3. The victories are rare
While the amateurs look at sport in terms of results, some of the real professionals are paid for other values. Some of them are praised, sought after, and paid well without even winning a single major race in their entire career. They’re assigned to specific tasks within the team hierarchy such as supporting other team members in their attempts to gain the title. Not everyone can deal with it, naturally, but in the world of professional cycling, this behaviour is considered normal. Professionals are frequently asked if they mind that the title had been taken by the other guy from the team but in reality, this is a part of the job like anywhere else, including the charitable corporation you work for.
4. The training is over
The professional cycling is everything but racing. There simply is no more time for more training. While the athletes of the modern pentathlon normally take part in about five major events per year, cyclists might have up to 100 starts in a single season. Tennis players are a bit closer to this kind of employment, however, once they fail to move up in the French Open, they just pack their backs and leave for home. Cyclists, on the other hand, have to battle through each stage from the start to the finish, which might even take several weeks.
5. You are lonely
You don’t feel literally lonely as there are many people around you any hour of a day but, at the same time, you might feel devastated when not seeing your family in ages. Cyclists don’t have time to meet their spouses during the events and so it’s a habit that their partners stay at home. While football players might also travel across half the planet to play the match in Brazil, apart from World Championships held once in two years, they’re likely to come back to hug their loved ones just in a couple of days. On the contrary, big cycling events might take up to 21 days which is quite a long time to consider divorce.

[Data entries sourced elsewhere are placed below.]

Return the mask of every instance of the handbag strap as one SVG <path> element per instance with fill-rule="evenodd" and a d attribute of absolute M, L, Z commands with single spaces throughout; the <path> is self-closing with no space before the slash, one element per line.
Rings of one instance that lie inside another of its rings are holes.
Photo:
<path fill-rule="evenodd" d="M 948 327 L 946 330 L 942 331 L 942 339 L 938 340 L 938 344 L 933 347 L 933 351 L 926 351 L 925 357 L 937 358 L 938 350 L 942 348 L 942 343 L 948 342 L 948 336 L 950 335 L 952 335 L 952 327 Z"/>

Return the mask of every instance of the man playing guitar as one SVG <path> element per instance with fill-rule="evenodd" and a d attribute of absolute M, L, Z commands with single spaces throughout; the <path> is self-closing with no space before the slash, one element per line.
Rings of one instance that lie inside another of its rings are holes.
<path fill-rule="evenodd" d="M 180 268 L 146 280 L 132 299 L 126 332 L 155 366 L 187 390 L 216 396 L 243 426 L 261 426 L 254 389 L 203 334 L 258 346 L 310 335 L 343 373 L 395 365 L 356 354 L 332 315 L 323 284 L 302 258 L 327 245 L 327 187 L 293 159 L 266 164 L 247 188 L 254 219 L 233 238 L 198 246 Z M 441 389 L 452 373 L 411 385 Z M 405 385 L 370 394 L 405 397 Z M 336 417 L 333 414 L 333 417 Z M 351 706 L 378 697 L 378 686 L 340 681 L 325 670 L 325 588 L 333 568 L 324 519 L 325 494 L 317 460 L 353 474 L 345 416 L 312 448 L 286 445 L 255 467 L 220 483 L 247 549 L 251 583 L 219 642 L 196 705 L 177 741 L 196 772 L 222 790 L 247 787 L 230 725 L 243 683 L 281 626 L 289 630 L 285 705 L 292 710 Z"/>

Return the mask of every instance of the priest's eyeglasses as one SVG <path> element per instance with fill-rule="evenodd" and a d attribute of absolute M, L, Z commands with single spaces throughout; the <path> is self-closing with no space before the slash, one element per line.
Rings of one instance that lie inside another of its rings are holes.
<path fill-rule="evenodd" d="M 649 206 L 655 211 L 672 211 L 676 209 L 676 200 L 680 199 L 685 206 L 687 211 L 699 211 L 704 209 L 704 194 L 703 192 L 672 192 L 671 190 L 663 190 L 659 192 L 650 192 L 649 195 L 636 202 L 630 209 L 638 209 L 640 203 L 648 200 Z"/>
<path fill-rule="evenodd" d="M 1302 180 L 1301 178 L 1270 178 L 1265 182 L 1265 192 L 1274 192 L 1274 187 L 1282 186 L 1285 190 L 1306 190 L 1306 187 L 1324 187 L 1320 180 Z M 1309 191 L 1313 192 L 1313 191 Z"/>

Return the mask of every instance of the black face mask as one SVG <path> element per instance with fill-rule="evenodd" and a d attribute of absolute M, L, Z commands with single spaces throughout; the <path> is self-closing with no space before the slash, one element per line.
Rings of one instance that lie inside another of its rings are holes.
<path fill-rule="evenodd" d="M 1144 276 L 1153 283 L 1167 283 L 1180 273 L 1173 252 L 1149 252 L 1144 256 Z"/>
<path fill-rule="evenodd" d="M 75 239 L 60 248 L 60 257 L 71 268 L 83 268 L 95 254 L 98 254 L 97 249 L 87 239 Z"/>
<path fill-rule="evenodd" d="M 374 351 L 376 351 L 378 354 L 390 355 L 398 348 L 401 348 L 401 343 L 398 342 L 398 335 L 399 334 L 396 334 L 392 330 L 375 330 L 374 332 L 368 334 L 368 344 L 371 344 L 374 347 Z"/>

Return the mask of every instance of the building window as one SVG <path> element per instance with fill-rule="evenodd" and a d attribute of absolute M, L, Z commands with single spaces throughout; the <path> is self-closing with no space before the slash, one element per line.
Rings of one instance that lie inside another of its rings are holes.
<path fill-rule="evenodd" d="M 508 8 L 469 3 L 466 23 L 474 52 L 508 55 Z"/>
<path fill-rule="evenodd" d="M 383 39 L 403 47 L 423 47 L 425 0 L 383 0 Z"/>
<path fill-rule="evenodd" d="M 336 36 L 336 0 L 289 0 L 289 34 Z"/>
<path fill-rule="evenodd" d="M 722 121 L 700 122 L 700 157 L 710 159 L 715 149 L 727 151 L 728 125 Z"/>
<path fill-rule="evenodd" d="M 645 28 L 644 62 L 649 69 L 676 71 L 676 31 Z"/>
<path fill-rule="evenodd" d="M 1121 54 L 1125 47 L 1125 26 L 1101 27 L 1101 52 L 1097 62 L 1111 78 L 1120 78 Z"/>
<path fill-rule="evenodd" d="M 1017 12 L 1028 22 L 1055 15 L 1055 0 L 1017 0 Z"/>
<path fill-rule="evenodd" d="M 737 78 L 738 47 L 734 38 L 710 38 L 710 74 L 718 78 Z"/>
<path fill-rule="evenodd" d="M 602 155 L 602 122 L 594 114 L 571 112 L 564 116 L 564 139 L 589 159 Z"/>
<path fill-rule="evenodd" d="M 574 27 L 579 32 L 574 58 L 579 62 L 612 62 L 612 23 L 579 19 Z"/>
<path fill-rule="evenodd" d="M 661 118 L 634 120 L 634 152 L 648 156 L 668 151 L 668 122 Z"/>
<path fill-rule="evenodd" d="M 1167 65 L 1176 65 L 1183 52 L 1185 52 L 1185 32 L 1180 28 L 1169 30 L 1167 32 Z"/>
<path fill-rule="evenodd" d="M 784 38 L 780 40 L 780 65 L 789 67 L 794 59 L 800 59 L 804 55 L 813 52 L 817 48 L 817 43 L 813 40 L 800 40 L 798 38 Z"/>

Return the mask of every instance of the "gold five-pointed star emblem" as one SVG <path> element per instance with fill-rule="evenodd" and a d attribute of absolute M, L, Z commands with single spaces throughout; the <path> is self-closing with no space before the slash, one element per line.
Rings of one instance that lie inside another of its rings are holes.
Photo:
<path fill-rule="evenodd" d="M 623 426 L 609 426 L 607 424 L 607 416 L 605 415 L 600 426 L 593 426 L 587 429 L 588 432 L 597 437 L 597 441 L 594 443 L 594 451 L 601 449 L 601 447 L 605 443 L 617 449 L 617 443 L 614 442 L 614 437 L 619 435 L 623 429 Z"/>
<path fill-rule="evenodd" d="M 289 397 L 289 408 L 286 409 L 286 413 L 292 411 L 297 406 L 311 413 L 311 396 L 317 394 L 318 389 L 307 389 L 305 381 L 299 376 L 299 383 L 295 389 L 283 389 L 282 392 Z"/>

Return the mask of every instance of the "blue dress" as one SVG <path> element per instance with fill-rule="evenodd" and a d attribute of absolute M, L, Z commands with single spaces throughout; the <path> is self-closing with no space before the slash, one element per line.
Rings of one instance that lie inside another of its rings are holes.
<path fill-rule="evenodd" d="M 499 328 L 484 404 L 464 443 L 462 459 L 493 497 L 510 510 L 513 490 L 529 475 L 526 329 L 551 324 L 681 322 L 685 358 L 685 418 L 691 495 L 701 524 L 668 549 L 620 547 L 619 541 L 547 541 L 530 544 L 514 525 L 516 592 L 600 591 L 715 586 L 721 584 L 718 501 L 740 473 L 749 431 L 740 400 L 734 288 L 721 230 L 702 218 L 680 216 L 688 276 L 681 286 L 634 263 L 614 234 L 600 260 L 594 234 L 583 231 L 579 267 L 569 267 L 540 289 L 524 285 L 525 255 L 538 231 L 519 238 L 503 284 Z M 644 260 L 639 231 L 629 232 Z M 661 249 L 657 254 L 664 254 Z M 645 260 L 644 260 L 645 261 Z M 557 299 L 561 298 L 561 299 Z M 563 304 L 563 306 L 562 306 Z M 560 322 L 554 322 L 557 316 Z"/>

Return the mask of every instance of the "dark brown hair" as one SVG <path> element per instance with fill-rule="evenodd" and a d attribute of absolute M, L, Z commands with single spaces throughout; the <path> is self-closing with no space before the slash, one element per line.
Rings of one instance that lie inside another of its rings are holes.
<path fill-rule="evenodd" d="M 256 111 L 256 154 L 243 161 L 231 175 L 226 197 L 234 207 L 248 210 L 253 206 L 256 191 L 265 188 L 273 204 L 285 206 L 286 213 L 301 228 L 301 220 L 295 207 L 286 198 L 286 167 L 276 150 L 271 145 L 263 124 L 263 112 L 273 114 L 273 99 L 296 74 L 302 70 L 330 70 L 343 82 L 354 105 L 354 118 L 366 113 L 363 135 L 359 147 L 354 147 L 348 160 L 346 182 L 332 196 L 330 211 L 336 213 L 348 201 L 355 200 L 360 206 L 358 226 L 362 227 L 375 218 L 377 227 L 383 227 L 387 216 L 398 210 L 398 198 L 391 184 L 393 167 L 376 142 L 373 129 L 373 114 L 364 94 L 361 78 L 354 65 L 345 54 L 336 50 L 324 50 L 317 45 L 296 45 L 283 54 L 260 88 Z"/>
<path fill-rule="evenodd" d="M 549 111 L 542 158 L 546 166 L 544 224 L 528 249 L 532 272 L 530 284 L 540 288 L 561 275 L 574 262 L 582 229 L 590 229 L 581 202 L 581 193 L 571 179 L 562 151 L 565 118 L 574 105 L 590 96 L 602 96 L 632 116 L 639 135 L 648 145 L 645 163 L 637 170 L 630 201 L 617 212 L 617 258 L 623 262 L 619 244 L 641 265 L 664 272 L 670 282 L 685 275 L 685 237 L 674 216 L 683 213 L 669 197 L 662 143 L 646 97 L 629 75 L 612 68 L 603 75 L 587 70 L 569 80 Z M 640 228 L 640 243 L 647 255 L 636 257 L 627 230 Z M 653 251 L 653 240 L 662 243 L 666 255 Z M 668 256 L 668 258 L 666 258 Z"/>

6. You don’t make money adequate to given efforts
Even though professional cycling is a wonderful experience, just a few in a decade are born to win events like the Tour de France. The chances are so low as if you made up your mind to be the second Michael Jackson or Madonna. Even if you’re doing well and reach for the fame of the cycling star, your salary is comparable to what professional tennis players will get when they get eliminated in the middle of a provincial tournament. Professional cyclists can be gifted and outstanding like Madonna, but they still would get paid as opera singers. (We’re talking neither Bocelli nor Pavarotti.)
7. You have to take care of yourself
When you are a professional footballer, you’re cherished from all sides even when you become useless as your manager still needs to get rid of you for an incredible amount of money. Cycling is not the case. Normally, you get a contract for two years and if you do not meet the expectations, you are fired without compensation.
8. You don’t make the decisions
While tennis players can decide which tournament to take or whether they will make the deal with Nike or Adidas, the sporting director of the cycling team makes the decisions and you’re just the soldier to obey his orders.
9. Emptiness once the career’s over
When you’re done, you’re dead, even if you belonged among the best ones. In other sports, you might get the job of a youth coach or a chair in the sport’s committee but that’s not the case with cycling. On the other hand, it is common that cyclists successfully make it in their other careers in completely different kinds of business.
10. Just a few would regret
After all that’s been said, there are only a few regrets. Most former cyclists would have never changed a thing. Being in professional cycling is a great challenge. For those who took it, it has been a wonderful part of life. One old Italian told me at the race, where the fans slept at the tents by the road: “Fans don’t cheer on cyclists, they give them a tribute. And this is the difference between cycling and other sports. While after the football match, there’s always half of the people leaving the stadium with anger and tears, there is only joy in cycling. No matter the nationality or where the team belongs, people are applauding to everyone. You will not see this in any other sport.”